Clarity of relationships Metadata helps resolve ambiguity and inconsistencies when determining the associations between entities stored throughout data. I have recently gained more interest in data quality as well as philosophy, and was struck by their relationship. Data quality is the extent to. Keywords Metadata, Data quality, Attributes, eMaintenance, . Data and relationships are represented in a at, two-dimensional table that.
It is often expressed in terms of dimensions such as accuracy, completeness, consistency, credibility, currentness, and understandability. Philosophy attempts to answer the deeper questions that we have, providing us with wisdom. This often relates to areas such as existence, knowledge, values, reason, mind, and language. There are two themes that are both central to data quality as well as philosophy: In this blog, I will explore other implications of the overlapping of themes.
The latter is very frequent in spatial data, where positional accuracy is one of the most important measures of data quality. In data quality, the accuracy dimension is one of the most difficult dimensions to measure. An alternative could be to compare the data with a reference data set that is closer to reality; however, that is not the same as comparing it with reality.
Positional accuracy can be very difficult to measure when there are no clear boundaries e.
From a philosophical perspective, reality is the state of things as they exist, rather than as they may appear or might be imagined.
Reality includes everything that is and has been, whether it is observable or comprehensible. The truth refers to what is real, while falsity refers to what is not.
Implementing Data Quality Through Metadata, Part 1
Some idealists say that we only know how things appear to us, not how they really are. An object may appear contradictory from different viewpoints, which would imply that there cannot be an object that unites these contradictory characteristics. Independent of which philosophers you believe, it is a fact that independent of whether there is one objective reality, the way we perceive reality is subjective.
It is based on how we interpret what we see, based on filters that we have built, given our personal experience. How can you be sure that the value observed by a person that has measured the data is not just their interpretation of reality? Related to the previous, we may be interested from a data quality perspective in determining the accuracy of unstructured data containing certain statements.
You could for example try to measure the data quality of policy documentation, containing all sorts of policy statements that you want to test. Minimalists say that truth is not a characteristic of a conviction or statement. Pragmatists say that something is true when it works. An interesting perspective on the truth of statements is provided by the Tractatus Logico-Philosophicus of Ludwig Wittgenstein.
The statements in this philosophical work have been discussed at length by a lot of people, and discussions remain about the truth of the statements. What does not really help is that the work is described only in terms of propositions that are not accompanied by any support; they are just stated.
The Relationship Between Data Quality and Philosophy | knifedirectory.info
Part two of the series will examine the beneficial technical meta data tags that can be incorporated into an architecture to measure data quality and provide flexibility to the system design. The warehouse developers use technical meta data as a method to build a tighter relationship between the repository and the data warehouse. This is accomplished by incorporating technical meta data directly into the data warehouse design and ETL processes.

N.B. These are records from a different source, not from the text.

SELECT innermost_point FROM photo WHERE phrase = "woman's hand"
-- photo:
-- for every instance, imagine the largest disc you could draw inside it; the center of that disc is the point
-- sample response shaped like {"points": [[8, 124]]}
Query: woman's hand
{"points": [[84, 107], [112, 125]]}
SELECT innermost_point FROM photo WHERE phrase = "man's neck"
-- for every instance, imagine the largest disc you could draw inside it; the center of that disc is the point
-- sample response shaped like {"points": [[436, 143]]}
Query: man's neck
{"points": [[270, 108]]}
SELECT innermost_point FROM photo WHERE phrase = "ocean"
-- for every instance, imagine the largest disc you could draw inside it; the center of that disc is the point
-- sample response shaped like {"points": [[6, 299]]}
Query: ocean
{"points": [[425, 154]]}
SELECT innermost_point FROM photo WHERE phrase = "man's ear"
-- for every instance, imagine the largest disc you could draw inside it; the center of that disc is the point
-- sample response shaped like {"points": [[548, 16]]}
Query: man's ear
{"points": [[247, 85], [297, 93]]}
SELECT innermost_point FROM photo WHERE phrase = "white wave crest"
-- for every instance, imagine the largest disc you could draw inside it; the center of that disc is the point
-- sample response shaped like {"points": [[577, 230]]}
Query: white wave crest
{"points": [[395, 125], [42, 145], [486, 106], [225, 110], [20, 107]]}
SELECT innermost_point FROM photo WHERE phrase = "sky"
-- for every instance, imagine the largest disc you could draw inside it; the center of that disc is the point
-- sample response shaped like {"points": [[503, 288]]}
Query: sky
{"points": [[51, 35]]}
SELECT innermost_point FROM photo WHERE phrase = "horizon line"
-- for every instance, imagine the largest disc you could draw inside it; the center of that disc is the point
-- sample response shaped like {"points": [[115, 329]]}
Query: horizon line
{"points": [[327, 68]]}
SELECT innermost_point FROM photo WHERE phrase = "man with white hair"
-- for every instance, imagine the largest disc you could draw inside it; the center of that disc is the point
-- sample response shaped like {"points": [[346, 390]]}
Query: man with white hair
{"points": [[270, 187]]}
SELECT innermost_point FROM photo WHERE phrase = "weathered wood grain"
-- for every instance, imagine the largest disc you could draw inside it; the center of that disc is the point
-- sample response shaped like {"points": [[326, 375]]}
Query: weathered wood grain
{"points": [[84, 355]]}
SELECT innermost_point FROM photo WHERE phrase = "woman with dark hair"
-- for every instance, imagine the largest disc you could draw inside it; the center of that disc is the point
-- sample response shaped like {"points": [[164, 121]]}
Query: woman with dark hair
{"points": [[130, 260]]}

This technique is used to extend the design and architecture of the data warehouse to provide increased processing optimizations for data acquisitions, maintenance activities, and data quality measurement opportunities. These technical meta data tags, unlike information stored in a meta data repository, are referenced at a row level of granularity in the data warehouse. This direct association of meta data to each row of information in the data warehouse is a key distinction of extending meta data into the architecture.

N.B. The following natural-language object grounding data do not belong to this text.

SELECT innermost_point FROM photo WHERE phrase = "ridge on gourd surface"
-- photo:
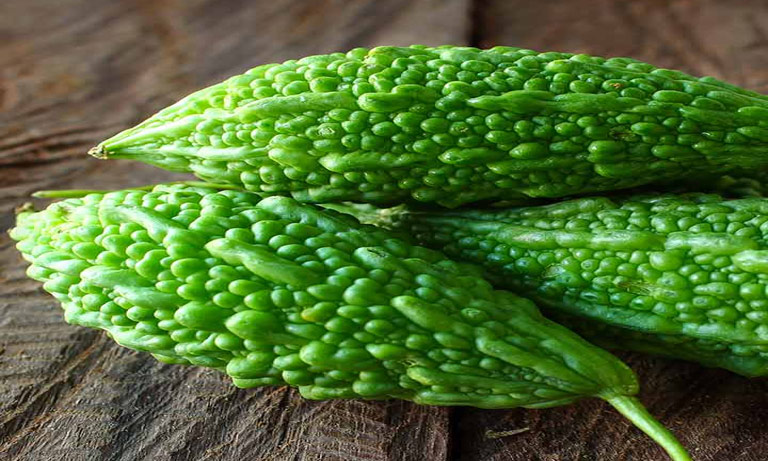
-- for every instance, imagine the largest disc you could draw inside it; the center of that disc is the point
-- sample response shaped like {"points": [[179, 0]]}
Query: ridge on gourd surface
{"points": [[452, 125], [680, 275], [273, 292]]}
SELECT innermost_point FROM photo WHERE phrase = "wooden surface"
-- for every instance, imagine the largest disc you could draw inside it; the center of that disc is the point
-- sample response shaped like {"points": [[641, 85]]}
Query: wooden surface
{"points": [[74, 71]]}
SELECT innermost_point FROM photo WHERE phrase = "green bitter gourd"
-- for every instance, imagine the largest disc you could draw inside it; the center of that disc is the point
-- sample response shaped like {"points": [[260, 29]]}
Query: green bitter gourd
{"points": [[679, 275], [273, 292], [452, 125]]}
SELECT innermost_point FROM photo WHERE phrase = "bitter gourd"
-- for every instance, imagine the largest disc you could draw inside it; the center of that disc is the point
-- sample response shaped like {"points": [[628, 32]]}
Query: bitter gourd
{"points": [[452, 125], [679, 275], [273, 292]]}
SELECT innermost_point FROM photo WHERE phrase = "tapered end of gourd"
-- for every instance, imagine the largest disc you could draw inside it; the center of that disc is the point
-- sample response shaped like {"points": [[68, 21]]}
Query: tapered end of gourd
{"points": [[634, 411], [99, 152]]}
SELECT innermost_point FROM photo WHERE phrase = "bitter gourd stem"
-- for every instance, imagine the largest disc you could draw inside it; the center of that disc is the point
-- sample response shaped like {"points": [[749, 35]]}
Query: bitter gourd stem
{"points": [[634, 411]]}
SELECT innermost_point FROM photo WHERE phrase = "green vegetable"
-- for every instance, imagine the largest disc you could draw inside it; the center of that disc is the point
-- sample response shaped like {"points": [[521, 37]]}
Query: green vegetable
{"points": [[679, 275], [277, 293], [452, 125], [738, 184]]}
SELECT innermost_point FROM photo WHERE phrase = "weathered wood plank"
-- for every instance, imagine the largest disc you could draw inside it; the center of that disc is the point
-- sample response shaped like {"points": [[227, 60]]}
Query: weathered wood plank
{"points": [[717, 414], [71, 73]]}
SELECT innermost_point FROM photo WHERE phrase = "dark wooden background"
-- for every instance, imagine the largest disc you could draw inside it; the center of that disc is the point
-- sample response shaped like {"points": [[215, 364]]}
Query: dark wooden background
{"points": [[73, 72]]}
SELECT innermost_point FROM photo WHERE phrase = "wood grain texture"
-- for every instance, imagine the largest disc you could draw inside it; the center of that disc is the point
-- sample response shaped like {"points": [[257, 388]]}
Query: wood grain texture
{"points": [[73, 72]]}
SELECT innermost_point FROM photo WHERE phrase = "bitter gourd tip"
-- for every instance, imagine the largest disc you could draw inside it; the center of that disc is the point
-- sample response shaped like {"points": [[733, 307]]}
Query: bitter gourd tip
{"points": [[634, 411], [98, 151]]}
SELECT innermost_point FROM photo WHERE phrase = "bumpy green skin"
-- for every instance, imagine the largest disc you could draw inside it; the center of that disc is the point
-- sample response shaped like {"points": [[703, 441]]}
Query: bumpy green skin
{"points": [[452, 125], [273, 292], [737, 184], [684, 276]]}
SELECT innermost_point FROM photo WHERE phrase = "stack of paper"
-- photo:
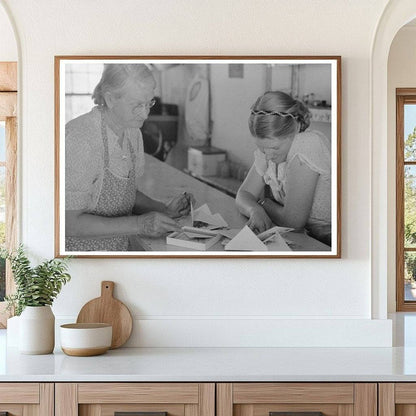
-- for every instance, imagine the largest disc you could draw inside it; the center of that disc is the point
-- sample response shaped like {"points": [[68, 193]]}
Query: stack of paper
{"points": [[246, 240]]}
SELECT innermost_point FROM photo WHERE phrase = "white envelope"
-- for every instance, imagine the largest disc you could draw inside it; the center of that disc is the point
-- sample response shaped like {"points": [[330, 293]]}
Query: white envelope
{"points": [[245, 240]]}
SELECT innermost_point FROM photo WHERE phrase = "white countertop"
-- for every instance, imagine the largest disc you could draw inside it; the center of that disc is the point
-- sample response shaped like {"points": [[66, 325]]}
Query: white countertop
{"points": [[222, 364], [213, 364]]}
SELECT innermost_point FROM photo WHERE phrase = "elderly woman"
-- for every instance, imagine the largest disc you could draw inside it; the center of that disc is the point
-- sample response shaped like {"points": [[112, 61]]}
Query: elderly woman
{"points": [[104, 162]]}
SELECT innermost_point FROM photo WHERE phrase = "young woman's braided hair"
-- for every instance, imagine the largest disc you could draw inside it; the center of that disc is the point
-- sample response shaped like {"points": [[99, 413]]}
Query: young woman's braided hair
{"points": [[276, 114], [115, 77]]}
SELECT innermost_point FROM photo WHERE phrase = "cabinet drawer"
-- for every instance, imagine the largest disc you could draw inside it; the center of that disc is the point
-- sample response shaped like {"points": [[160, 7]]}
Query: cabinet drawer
{"points": [[21, 399], [107, 399], [297, 399]]}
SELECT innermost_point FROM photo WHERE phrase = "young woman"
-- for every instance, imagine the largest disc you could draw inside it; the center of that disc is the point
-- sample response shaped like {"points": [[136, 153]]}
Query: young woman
{"points": [[289, 183]]}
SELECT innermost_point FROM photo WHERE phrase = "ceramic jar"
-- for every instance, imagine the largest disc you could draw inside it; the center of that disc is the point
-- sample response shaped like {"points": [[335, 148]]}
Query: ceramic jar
{"points": [[36, 330]]}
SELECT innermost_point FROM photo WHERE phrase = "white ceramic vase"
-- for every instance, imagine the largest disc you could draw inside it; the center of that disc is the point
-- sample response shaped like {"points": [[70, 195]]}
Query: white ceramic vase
{"points": [[37, 330]]}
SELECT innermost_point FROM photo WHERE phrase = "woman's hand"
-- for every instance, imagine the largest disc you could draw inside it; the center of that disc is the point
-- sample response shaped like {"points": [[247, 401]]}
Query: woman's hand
{"points": [[180, 205], [258, 220], [155, 224]]}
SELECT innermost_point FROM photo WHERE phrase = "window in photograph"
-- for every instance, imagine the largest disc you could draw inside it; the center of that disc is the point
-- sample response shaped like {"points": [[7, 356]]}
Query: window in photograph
{"points": [[406, 200]]}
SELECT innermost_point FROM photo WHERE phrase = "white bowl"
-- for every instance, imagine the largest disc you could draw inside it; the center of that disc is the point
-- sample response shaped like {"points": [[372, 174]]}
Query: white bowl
{"points": [[84, 340]]}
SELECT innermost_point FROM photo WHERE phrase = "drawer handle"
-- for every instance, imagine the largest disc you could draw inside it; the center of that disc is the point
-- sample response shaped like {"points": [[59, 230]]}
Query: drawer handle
{"points": [[296, 414], [139, 414]]}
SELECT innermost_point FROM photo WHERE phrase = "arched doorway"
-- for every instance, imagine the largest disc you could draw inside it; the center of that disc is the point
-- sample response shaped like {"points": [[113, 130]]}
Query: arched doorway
{"points": [[396, 14], [8, 148]]}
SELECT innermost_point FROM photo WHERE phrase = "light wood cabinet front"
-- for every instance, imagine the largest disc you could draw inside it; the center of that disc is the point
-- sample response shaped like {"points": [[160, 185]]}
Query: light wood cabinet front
{"points": [[262, 399], [27, 399], [106, 399], [397, 399]]}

To select operators, each row of data is tagged from the source systems during ETL processing with technical meta data.
Metadata, Data Quality, and the Stroop Test — OCDQ Blog
The meta data tags on each row in the warehouse provide a clearer semantic meaning to the data by placing the information in context with the repository.
As an example, consider a client dimension table that derives its information from two operational sources. Client information is extracted in priority order from either from a sales force automation application, an enterprise resource planning application ERPor both, depending on availability and stability of the data. The absence of technical meta data in the dimension table would require use of the information without consideration of the source system s that provided it.

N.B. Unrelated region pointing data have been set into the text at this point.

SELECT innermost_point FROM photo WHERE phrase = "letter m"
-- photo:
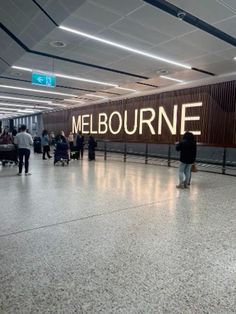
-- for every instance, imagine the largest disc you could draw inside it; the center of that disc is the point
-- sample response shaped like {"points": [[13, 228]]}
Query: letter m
{"points": [[76, 125]]}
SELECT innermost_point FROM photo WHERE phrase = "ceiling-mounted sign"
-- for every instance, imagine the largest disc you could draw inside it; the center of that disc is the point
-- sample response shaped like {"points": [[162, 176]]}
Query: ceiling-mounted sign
{"points": [[43, 79]]}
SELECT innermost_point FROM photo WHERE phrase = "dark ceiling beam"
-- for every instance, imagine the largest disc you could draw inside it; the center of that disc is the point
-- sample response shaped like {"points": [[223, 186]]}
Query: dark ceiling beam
{"points": [[48, 55], [192, 19]]}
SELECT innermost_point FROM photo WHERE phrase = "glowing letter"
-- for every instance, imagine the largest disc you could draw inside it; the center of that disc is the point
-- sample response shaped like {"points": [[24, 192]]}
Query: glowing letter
{"points": [[174, 124], [120, 122], [147, 121], [100, 123], [193, 118], [84, 123], [91, 125], [76, 127], [135, 122]]}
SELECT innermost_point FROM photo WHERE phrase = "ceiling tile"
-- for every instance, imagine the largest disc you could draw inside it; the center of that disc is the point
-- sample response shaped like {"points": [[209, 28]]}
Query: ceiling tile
{"points": [[205, 41], [95, 14], [228, 26], [177, 50], [210, 11], [155, 19], [136, 30], [122, 7]]}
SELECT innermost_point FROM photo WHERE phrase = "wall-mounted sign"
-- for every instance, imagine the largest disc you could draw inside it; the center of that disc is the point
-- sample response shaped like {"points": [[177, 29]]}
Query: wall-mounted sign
{"points": [[43, 79], [207, 111]]}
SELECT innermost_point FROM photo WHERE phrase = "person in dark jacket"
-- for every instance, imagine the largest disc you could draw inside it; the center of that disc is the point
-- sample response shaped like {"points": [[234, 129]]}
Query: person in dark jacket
{"points": [[45, 144], [92, 144], [80, 145], [188, 151]]}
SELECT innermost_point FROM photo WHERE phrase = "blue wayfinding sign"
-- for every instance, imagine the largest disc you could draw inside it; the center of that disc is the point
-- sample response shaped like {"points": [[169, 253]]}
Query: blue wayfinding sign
{"points": [[43, 79]]}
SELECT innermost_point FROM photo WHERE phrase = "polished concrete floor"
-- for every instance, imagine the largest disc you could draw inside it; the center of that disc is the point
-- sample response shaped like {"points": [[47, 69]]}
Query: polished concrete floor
{"points": [[113, 237]]}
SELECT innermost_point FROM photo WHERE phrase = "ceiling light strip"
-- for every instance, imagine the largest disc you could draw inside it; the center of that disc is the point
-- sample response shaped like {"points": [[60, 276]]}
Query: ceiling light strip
{"points": [[36, 90], [91, 95], [26, 99], [69, 77], [111, 43], [171, 79], [23, 105]]}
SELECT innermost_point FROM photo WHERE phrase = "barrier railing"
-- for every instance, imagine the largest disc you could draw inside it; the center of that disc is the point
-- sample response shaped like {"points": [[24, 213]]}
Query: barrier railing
{"points": [[211, 159]]}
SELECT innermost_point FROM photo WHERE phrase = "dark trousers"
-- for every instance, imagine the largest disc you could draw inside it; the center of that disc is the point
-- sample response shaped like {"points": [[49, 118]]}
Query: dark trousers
{"points": [[24, 152], [46, 150], [91, 154], [80, 152]]}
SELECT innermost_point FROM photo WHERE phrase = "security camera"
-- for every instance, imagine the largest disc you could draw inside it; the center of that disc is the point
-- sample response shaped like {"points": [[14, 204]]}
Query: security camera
{"points": [[181, 15]]}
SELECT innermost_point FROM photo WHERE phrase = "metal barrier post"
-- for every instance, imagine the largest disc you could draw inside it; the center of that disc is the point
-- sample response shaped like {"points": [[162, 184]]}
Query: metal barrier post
{"points": [[169, 155], [105, 151], [146, 154], [125, 152], [224, 161]]}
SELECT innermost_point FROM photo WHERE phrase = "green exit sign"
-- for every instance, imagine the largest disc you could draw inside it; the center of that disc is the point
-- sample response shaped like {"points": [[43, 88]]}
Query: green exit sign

The Relationship Between Data Quality and Philosophy
Technical meta data tagging allows you to determine the origin s of information in the dimension table. Information originating from one or more sources can be easily and quickly determined through the technical meta data tag on that row.
A clear, consistent method of tagging the data originating from the operational systems needs to be developed and agreed upon by both the technical and business users of the data warehouse. Any technical meta data tied to the row must be applicable to the entire row of data, not just the majority of columns in the table.
I like to keep technical data tagging to a minimum in a simple dimensional data model design.